You can’t beat a good brownie. But the deeper I delve into the wholesome foodie world the more I demand a certain standard – that means vegan, gluten free, refined sugar free and a brownie made from the best dark vegan chocolate. At the moment my chocolate of choice is the Lindt cooking chocolate 70% – its rich, with earthy tones and super delicious to munch on from the packet (beware it will disappear before you have a chance to cook with it).

So this brownie is pretty simple and meets all the criteria – it’s rich and fudgy but not too sweet.

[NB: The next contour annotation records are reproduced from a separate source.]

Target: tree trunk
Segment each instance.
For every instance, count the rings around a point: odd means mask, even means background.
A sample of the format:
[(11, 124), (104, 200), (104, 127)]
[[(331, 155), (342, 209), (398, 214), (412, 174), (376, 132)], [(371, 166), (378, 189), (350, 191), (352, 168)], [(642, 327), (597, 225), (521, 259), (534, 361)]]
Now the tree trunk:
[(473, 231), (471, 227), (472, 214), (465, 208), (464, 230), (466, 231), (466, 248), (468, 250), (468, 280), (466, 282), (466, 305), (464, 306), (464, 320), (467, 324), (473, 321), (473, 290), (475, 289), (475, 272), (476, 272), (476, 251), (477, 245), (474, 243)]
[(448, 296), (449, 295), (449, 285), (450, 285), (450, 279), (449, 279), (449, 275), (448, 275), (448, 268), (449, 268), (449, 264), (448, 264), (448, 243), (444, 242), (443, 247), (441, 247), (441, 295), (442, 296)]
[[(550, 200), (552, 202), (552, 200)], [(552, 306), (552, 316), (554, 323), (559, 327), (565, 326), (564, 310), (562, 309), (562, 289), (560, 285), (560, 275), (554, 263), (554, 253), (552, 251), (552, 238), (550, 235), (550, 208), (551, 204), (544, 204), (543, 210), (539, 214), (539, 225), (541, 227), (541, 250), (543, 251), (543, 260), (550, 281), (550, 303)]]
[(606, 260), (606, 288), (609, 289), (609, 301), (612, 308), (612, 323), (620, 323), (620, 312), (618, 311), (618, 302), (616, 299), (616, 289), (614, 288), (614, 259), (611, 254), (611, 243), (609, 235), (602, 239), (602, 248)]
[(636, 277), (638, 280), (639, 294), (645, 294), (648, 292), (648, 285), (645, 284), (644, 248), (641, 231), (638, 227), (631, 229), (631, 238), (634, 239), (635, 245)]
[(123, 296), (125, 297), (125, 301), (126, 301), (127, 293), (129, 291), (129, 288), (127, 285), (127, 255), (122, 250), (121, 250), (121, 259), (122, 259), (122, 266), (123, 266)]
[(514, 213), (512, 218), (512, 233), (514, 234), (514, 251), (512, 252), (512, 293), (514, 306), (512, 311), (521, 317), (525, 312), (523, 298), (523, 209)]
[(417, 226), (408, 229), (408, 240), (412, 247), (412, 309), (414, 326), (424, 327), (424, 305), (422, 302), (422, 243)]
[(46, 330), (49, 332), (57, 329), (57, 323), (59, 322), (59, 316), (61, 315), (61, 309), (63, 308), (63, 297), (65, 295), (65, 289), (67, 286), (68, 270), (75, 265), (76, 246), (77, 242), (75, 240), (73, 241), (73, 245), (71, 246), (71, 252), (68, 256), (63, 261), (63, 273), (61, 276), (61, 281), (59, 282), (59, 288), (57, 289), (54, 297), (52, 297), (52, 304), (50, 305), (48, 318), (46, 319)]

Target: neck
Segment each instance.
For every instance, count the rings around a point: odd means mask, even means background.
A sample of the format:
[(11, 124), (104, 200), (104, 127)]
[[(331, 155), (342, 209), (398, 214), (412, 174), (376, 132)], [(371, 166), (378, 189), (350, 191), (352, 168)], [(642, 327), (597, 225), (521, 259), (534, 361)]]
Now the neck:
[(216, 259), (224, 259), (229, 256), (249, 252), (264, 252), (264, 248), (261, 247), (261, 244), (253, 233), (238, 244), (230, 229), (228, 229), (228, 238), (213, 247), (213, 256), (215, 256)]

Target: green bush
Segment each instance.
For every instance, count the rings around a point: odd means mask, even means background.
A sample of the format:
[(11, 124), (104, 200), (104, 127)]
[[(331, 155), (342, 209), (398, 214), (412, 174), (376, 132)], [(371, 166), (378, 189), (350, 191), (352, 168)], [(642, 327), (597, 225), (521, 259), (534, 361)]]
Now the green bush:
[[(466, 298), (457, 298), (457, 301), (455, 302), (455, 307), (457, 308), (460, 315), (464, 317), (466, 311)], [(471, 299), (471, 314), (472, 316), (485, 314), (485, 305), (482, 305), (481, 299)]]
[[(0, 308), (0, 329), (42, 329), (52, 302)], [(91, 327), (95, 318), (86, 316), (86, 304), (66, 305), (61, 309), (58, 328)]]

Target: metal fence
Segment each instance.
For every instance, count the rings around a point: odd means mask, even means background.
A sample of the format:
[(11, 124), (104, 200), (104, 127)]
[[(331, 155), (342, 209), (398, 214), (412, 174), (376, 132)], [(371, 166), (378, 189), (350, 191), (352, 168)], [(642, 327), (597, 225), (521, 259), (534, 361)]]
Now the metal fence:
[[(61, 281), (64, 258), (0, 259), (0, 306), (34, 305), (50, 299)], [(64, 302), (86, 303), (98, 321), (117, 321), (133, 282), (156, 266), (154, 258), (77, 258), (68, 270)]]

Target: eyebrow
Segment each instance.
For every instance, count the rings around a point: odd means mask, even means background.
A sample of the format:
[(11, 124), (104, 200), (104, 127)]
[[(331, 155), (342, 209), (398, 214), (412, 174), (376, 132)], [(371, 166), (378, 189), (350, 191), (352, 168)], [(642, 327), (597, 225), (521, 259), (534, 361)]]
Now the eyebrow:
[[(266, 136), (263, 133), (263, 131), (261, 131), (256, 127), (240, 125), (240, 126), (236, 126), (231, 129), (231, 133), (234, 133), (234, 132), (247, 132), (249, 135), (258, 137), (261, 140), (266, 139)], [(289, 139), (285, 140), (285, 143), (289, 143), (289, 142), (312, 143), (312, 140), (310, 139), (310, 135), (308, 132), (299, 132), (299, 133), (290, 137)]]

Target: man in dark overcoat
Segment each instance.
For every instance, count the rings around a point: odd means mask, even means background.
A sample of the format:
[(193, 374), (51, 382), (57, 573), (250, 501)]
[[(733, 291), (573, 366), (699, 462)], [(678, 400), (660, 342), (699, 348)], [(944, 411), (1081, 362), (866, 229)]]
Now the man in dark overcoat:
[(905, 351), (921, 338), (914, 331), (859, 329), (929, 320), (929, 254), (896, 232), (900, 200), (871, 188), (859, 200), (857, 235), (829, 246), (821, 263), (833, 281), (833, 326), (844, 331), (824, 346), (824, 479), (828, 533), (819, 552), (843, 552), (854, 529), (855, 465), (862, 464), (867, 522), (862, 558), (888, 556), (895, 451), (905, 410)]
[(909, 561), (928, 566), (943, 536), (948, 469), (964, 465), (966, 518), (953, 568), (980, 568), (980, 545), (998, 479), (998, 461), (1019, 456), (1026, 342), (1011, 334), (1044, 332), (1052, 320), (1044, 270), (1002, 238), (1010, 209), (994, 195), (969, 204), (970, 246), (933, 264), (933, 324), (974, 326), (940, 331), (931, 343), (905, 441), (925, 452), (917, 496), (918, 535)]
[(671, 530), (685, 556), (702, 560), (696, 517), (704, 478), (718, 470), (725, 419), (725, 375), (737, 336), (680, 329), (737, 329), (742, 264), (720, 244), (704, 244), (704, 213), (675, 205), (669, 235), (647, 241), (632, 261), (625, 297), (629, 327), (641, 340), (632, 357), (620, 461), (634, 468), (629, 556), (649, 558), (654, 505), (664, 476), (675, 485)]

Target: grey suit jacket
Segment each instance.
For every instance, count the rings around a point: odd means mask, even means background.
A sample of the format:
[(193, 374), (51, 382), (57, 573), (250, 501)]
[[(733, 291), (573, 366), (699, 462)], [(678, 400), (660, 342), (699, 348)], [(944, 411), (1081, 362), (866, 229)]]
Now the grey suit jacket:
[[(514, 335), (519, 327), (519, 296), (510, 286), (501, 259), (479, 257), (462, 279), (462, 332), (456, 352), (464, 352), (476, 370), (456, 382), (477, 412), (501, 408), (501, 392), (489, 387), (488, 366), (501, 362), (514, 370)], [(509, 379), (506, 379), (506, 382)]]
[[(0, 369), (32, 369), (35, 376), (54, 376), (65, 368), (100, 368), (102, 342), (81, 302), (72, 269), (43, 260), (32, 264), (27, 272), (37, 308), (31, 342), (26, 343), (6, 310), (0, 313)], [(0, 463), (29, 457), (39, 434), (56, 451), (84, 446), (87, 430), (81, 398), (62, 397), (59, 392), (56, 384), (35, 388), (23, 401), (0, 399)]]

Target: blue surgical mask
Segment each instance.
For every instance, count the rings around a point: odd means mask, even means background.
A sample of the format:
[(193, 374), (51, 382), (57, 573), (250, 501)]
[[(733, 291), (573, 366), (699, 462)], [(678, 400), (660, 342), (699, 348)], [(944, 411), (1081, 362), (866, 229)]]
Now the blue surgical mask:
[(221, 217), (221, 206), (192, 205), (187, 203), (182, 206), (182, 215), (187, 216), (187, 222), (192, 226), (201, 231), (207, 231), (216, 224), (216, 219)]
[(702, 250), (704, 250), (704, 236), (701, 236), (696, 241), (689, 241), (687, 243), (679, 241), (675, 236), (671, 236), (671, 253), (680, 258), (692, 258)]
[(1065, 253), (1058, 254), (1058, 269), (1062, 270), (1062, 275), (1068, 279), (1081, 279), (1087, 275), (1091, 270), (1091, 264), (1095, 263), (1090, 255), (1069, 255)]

For a fruit freak like me the blueberries add a lovely burst of fruit throughout, but if you’re a brownie purist you can also leave out the fruit and go for the classic pecan brownie.  Either way the result is super delicious.

Blueberry & pecan brownies (GF, Vegan)

Ingredients

  • 150g | 5¼ ounces dark chocolate (at least 70% cacao)
  • 150g | 1¼ cups self-raising gluten free flour (I use Doves Farm)
  • 3 heaped tablespoons of cocoa powder
  • 40 g | 1/3 cup coconut sugar
  • 300ml | 1½ cups oat milk (or milk of your choice)
  • 4 tablespoons vegetable oil
  • 1 teaspoon vanilla essence
  • 30g | 1/3 cup pecans, roughly chopped
  • 30g | 1/3 cup blueberries

Method

  1. Preheat the oven to 180C | Gas mark 4 and line a shallow baking tray (about 20cm square) with greaseproof paper.
  2. Break up the chocolate and place in a heatproof bowl.
  3. Melt the chocolate by placing over a pan of barely simmering water (keep the bowl clear of the water).
  4. Once melted, take of the heat and leave to cool for a few minutes.
  5. Mix the flour, cocoa powder and coconut sugar in a large bowl.
  6. Add the milk, vegetable oil and vanilla essence to the melted chocolate and stir well
  7. Pour the chocolate mixture into the flour and mix together to combine.
  8. Mix in the pecans and blueberries then transfer to the shallow baking tray.
  9. Bake for 15-20 minutes until the brownie is cooked on the outside, but still quite soft inside. Be careful not to overcook.
  10. Leave to cool in the tray, then lift out the brownie in the parchment and cut into squares.
  11. Transfer to an airtight container to store.